You can surprise people when you tell them you own more than 100 domains. Currently I have 118 domains in my portfolio. Some have website or mail services, some are for later use and some just redirect to another domain. This is the case for the domain in question.
I received an email from 1&1 last thursday telling me the website at www.example.com is infected. Indeed, the website shows a warning page when accessed with Google Chrome, however, it redirects to www.example.org. This is the infected website. So I told 1&1 that this is a false positive because this is just a redirect and the domain the redirect points to is not under my control. I also asked them to check their systems so they don’t bother me with these false positives in the future.
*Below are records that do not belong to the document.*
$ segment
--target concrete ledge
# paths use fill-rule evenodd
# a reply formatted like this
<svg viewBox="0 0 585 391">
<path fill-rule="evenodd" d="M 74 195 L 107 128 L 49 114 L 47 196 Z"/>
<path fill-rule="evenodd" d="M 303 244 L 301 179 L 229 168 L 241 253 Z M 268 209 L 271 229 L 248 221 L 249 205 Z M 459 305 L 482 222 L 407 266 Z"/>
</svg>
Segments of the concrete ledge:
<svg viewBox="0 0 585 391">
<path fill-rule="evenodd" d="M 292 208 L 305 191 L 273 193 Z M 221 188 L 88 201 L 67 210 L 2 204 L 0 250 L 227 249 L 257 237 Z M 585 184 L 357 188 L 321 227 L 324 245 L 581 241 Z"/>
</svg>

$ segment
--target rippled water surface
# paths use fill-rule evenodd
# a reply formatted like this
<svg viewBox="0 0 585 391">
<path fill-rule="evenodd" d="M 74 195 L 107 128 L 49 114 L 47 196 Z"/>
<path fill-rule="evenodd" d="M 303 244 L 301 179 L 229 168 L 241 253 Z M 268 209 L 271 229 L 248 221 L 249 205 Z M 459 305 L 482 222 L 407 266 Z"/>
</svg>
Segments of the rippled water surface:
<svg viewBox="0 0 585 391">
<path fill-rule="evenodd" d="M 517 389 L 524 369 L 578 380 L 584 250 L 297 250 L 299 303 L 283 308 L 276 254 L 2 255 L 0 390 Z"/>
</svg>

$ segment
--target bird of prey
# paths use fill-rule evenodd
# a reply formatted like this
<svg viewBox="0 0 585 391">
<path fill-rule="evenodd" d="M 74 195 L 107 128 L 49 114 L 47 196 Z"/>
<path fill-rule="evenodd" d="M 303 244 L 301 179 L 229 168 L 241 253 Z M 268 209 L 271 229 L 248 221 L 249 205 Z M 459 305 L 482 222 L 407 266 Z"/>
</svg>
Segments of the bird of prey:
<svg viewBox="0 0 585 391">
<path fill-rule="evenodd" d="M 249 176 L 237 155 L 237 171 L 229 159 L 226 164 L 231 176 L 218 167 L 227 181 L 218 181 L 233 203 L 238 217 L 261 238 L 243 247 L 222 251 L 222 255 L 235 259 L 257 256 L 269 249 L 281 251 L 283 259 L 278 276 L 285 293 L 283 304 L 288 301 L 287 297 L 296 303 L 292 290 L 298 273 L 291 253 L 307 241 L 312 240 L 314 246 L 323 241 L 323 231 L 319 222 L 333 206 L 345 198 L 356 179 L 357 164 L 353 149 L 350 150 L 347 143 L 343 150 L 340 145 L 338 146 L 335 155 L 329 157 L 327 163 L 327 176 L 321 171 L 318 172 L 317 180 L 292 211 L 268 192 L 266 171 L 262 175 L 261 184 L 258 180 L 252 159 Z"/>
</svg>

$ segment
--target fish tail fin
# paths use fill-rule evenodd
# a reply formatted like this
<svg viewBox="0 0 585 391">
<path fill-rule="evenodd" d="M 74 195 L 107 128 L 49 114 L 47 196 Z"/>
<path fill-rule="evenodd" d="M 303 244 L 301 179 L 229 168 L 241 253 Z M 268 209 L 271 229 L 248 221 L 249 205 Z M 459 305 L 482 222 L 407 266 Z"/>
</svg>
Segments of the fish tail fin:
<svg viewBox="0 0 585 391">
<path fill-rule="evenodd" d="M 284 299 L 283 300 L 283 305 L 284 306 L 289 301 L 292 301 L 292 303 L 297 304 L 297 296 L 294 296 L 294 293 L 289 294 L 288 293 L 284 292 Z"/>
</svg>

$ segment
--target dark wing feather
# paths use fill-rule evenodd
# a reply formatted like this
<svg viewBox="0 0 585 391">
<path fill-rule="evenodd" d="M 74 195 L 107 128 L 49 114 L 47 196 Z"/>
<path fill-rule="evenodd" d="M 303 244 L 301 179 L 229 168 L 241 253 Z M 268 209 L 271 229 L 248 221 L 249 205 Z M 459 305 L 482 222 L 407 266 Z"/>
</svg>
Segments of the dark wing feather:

The reaction was exactly what you expect from 1&1: They told me example.com (which was not infected) is under my control and I should fix this ASAP. Well, you can’t fix what’s not broken and so I send them a screenshot with the following:
matthias:/htdocs/example.com/httpdocs # ls -al total 8 drwxr-x--- 2 examplecom psaserv 22 2011-03-01 10:22 . drwxr-xr-x 13 root root 4096 2011-04-10 21:48 .. -rw-r--r-- 1 root root 66 2011-03-01 10:22 .htaccess matthias:/htdocs/example.com/httpdocs # cat .htaccess RewriteEngine On RewriteRule .* http://www.example.org/ [L,R=301] matthias:/htdocs/example.com/httpdocs #
So I have done exactly nothing but 1&1 congrats me for solving this issue. They don’t get the point. And because of that I will have to life with these false positives in the future.